EKS Distributed Tracing: OpenTelemetry + X-Ray (Part 4 of 5)
How the tracing module works: an OpenTelemetry Collector on every node, tail-based sampling that always keeps errors and slow requests, and IRSA-scoped export to X-Ray.
This is Part 4 of my five-part series on the eks-observability-stack. Part 1 covered the architecture, Part 2 the metrics layer, and Part 3 logging. This post is about traces: following a single request across services to find out which one is actually slow.
The code is in modules/tracing/.
Why Tracing Is the Pillar People Skip
Metrics tell you the system is slow. Logs tell you what each service said. Neither tells you where the time went on a request that touched six services.

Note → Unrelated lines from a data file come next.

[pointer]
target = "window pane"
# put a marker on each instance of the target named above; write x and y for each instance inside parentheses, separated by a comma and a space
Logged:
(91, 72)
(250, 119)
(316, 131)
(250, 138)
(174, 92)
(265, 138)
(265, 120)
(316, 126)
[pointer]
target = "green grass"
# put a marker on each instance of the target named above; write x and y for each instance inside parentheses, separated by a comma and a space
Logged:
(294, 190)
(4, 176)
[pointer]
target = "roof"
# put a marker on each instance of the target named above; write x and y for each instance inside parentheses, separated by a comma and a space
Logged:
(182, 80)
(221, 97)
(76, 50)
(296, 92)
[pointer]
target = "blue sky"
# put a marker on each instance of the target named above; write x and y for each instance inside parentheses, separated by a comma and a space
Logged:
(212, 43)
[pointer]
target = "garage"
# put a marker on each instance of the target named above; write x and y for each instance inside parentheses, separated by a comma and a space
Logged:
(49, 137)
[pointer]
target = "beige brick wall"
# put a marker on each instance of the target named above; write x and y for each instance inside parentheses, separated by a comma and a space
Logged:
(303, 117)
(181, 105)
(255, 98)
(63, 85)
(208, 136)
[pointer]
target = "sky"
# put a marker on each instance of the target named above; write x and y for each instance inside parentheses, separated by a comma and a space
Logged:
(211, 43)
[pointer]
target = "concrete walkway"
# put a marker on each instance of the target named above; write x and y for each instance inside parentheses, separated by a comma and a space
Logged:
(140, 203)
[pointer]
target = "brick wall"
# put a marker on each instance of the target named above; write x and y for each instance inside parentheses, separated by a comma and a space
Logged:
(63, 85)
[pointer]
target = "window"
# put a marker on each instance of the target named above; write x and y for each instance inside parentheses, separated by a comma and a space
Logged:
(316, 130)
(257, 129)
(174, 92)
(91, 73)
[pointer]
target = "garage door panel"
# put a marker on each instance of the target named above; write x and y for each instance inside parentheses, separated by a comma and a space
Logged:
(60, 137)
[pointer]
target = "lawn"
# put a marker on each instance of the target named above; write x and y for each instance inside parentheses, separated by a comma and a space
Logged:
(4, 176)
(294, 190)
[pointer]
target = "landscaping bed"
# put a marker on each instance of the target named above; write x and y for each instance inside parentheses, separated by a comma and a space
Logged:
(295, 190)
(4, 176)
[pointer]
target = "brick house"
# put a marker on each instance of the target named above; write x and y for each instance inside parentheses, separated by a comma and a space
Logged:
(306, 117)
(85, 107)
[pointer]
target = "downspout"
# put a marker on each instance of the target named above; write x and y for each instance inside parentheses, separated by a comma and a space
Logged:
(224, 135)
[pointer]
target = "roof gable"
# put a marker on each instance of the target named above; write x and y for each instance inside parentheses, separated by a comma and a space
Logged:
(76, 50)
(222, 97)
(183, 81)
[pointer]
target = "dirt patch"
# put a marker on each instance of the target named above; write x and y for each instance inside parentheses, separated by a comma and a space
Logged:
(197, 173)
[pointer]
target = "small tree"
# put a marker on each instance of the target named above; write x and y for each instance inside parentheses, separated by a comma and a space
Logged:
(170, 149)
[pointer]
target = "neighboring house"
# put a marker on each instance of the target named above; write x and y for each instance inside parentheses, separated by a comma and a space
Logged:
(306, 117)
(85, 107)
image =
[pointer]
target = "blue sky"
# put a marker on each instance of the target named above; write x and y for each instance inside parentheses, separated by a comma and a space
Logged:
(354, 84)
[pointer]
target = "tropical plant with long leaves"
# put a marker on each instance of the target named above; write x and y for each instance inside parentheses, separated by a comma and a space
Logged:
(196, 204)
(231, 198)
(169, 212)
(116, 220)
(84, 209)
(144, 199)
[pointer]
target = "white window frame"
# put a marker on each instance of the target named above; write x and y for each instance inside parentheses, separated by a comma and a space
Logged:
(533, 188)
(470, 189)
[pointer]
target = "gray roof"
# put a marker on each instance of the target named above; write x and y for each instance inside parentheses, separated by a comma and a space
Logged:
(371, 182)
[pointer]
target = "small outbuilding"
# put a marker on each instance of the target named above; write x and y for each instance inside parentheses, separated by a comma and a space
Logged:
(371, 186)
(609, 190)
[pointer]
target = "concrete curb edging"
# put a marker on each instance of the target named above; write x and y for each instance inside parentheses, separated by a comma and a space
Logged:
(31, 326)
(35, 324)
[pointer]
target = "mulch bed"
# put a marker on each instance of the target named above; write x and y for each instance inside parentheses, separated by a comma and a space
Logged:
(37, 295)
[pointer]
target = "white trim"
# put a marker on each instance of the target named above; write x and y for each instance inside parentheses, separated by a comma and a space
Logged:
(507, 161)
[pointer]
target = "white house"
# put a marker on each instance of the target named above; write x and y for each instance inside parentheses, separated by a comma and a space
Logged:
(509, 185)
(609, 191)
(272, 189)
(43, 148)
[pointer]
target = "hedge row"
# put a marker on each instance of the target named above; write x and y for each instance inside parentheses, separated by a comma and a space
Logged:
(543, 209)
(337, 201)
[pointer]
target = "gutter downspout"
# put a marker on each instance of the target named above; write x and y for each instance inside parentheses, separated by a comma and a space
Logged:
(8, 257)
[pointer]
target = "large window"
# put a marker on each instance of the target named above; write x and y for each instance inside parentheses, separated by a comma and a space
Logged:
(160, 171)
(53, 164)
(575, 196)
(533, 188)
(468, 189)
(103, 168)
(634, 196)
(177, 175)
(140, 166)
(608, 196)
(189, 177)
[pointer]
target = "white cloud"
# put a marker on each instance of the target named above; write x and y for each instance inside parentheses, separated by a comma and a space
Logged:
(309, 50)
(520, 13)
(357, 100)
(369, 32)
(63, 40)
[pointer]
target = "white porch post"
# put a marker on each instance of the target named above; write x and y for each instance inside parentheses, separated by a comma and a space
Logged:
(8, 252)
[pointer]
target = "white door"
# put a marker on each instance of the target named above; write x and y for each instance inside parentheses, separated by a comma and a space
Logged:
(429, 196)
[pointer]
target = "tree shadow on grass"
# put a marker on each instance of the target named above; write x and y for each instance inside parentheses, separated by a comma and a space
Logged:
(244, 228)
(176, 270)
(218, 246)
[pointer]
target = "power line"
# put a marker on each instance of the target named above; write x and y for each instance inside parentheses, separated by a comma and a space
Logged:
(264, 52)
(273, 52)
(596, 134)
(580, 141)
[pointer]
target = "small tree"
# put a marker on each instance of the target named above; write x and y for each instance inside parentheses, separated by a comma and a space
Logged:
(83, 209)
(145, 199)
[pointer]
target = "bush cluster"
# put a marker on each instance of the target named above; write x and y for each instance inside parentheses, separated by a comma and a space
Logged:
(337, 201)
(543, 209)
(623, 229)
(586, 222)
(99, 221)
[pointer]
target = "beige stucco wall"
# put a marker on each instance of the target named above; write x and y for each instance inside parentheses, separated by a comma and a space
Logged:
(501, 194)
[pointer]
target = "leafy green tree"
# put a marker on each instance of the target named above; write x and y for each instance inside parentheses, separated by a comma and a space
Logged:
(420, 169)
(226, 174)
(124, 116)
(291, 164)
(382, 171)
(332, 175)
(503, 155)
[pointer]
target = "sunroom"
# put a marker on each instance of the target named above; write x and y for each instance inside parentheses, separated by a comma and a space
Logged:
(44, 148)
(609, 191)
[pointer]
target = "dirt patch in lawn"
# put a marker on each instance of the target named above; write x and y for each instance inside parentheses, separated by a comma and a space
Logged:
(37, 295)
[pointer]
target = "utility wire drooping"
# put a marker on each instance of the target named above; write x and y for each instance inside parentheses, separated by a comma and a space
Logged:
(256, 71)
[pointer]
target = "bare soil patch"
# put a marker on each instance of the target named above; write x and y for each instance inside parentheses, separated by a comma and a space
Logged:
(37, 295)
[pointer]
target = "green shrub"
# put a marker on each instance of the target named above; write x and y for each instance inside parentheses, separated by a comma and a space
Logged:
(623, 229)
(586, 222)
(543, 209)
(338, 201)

That’s what distributed tracing answers. Every request gets a trace ID, every service it hits adds a span, and you end up with a waterfall showing exactly where the 800ms went. On a microservices cluster, this is the difference between “checkout is slow” and “checkout is slow because the payments service is waiting 600ms on a downstream call to the fraud check.”
Most teams skip it because the tooling has a reputation for being heavy. This module keeps it light.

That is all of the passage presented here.